The present study assesses whether ranolazine increases left ventricular (LV) function without an increase in myocardial oxygen consumption (MVO2) and thus improves LV mechanical efficiency in dogs with heart failure (HF). Ranolazine did not change MVO2 and LV mechanical efficiency increased (22.4+/-2.8% to 30.9+/-3.4% (P<0.05). In contrast, dobutamine significantly increased MVO2 and did not improve mechanical efficiency. Thus, short-term treatment with ranolazine improved LV function without an increase in MO2, resulting in an increased myocardial mechanical efficiency in dogs with HF.

Ranolazine, a partial fatty acid oxidation (pFOX) inhibitor, improves left ventricular function in dogs with chronic heart failure.

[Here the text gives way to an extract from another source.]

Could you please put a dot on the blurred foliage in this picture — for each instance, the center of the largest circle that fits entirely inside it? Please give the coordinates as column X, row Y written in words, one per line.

BACKGROUND: Abnormalities of energy metabolism are often cited as key elements in the progressive worsening of left ventricular (LV) dysfunction that characterizes the heart failure (HF) state. The present study tested the hypothesis that partial inhibition of fatty acids will ameliorate the hemodynamic abnormalities associated with HF. METHODS AND RESULTS: Chronic HF (LV ejection fraction 27 +/- 1%) was produced in 13 dogs by intracoronary microembolizations. Hemodynamic and angiographic measurements were made before and 40 minutes after intravenous administration of ranolazine, a partial fatty acid oxidation (pFOX) inhibitor. Ranolazine was administered as an intravenous bolus dose of 0.5 mg/kg followed by a continuous infusion for 40 minutes at a constant rate of 1.0 mg / kg / hr. Ranolazine significantly increased LV ejection fraction (27 +/- 1 versus 36 +/- 2, P =.0001), peak LV +dP/dt (1712 +/- 122 versus 1900 +/- 112 mm Hg/sec, P =.001), and stroke volume (20 +/- 1 versus 26 +/- 1 mL). These improvements occurred in the absence of any effects on heart rate or systemic pressure. In 8 normal healthy dogs, ranolazine had no effect on LV ejection fraction or any other index of LV function. CONCLUSIONS: In dogs with HF, acute intravenous administration of the pFOX inhibitor ranolazine improves LV systolic function. The absence of any hemodynamic effects of ranolazine in normal dogs suggests that the drug is devoid of any positive inotropic effects and acts primarily by optimizing cardiac metabolism in the setting of chronic HF.